This study provides additional explanations for some of the experimental findings of Chao (2000) and Chao and Chen (2001, 2004) concerning the mechanisms responsible for the latitudinal location of the ITCZ (intertropical convergence zone) in an aqua-planet model. These explanations are given in terms of attractors that are caused by the earth’s rotation and sea surface temperature (SST) latitudinal distribution. These explanations are then used to explain the origin of some of the systematic errors in the GCM (general circulation model) simulation of ITCZ precipitation over the ocean, including the origin of the “double-ITCZ bias.”
When the influence of the SST distribution is excluded, the earth’s rotation, by itself, can generate either a single rotational ITCZ attractor at the equator or a double rotational ITCZ attractor at approximately 15° N&S, depending on the model physics. When a double rotational ITCZ attractor is generated, if it is excessively strong due to problems with the model physics, the addition of the attraction due to the SST distribution will not be able to turn a double ITCZ into a single ITCZ in the non-equinoctial seasons. This results in a “double-ITCZ bias,” with the component of the double ITCZ on the opposite side of equator from the SST latitudinal peak being stronger than the component on the same side of the equator as the SST latitudinal peak. On the other hand, when a single rotational ITCZ attractor over the equator is generated, a single ITCZ exists between the equator and the SST latitudinal peak (assuming there is only one SST latitudinal peak), which is too close to the equator year-round. In fact, to obtain a good ITCZ simulation, the model should have a double rotational ITCZ attractor of moderate strength.

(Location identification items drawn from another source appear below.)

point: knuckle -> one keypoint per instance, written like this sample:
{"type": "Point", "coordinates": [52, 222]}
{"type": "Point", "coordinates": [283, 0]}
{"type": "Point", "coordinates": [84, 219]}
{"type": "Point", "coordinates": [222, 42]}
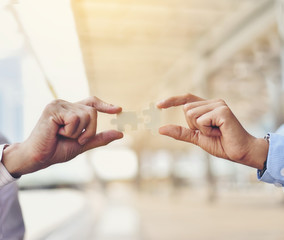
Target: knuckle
{"type": "Point", "coordinates": [190, 113]}
{"type": "Point", "coordinates": [92, 111]}
{"type": "Point", "coordinates": [54, 104]}
{"type": "Point", "coordinates": [221, 101]}
{"type": "Point", "coordinates": [225, 110]}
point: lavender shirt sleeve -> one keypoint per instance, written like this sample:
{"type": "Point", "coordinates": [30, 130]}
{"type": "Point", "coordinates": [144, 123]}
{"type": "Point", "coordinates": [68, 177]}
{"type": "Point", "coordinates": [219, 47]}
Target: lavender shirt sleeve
{"type": "Point", "coordinates": [5, 177]}
{"type": "Point", "coordinates": [275, 160]}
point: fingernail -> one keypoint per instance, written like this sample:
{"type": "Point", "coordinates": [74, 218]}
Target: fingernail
{"type": "Point", "coordinates": [83, 141]}
{"type": "Point", "coordinates": [160, 103]}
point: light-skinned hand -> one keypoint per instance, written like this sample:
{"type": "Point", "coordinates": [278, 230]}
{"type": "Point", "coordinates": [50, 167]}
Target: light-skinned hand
{"type": "Point", "coordinates": [213, 127]}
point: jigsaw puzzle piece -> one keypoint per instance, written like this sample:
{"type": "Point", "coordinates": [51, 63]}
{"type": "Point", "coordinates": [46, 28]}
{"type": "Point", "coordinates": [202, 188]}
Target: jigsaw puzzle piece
{"type": "Point", "coordinates": [124, 119]}
{"type": "Point", "coordinates": [153, 117]}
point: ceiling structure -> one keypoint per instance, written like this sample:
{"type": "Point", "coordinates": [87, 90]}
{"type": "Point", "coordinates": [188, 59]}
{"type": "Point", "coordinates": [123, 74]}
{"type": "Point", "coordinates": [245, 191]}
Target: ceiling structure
{"type": "Point", "coordinates": [137, 52]}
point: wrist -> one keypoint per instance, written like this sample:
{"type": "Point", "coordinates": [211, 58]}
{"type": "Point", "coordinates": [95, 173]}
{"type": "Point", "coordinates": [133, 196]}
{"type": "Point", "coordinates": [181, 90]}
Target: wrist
{"type": "Point", "coordinates": [13, 158]}
{"type": "Point", "coordinates": [258, 153]}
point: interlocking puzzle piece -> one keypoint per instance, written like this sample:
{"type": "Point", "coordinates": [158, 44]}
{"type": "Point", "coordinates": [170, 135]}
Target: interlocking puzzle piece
{"type": "Point", "coordinates": [126, 118]}
{"type": "Point", "coordinates": [152, 117]}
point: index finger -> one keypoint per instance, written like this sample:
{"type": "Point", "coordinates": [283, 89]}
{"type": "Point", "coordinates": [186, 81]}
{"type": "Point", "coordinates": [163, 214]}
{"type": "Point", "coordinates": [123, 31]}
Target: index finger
{"type": "Point", "coordinates": [101, 106]}
{"type": "Point", "coordinates": [178, 100]}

ITCZ precipitation systematic errors are highly sensitive to the model physics, and by extension, the model horizontal resolution. A few possible methods of alleviating systematic errors in the GCM simulation of the ITCZ precipitation--such as rain re-evaporation, cumulus momentum transport, and an extra condition on the cumulus parameterization scheme--are discussed in the context of experiments using a recent version of the Goddard Modeling and Assimilation Office’s Goddard Earth Observing System (GEOS-5) GCM. One of the important findings is that the ITCZ precipitation systematic-error problem should be studied in conjunction with other problems in the GCM simulation, such as the problem in simulating the tropical wavenumber-frequency power spectrum.
The contribution of this paper is mainly conceptual. This paper’s findings, along with those of Chao (2000) and Chao and Chen (2001, 2004), contribute to building a theoretical foundation for ITCZ study that may lead to the eventual diminution of ITCZ precipitation systematic errors in GCMs.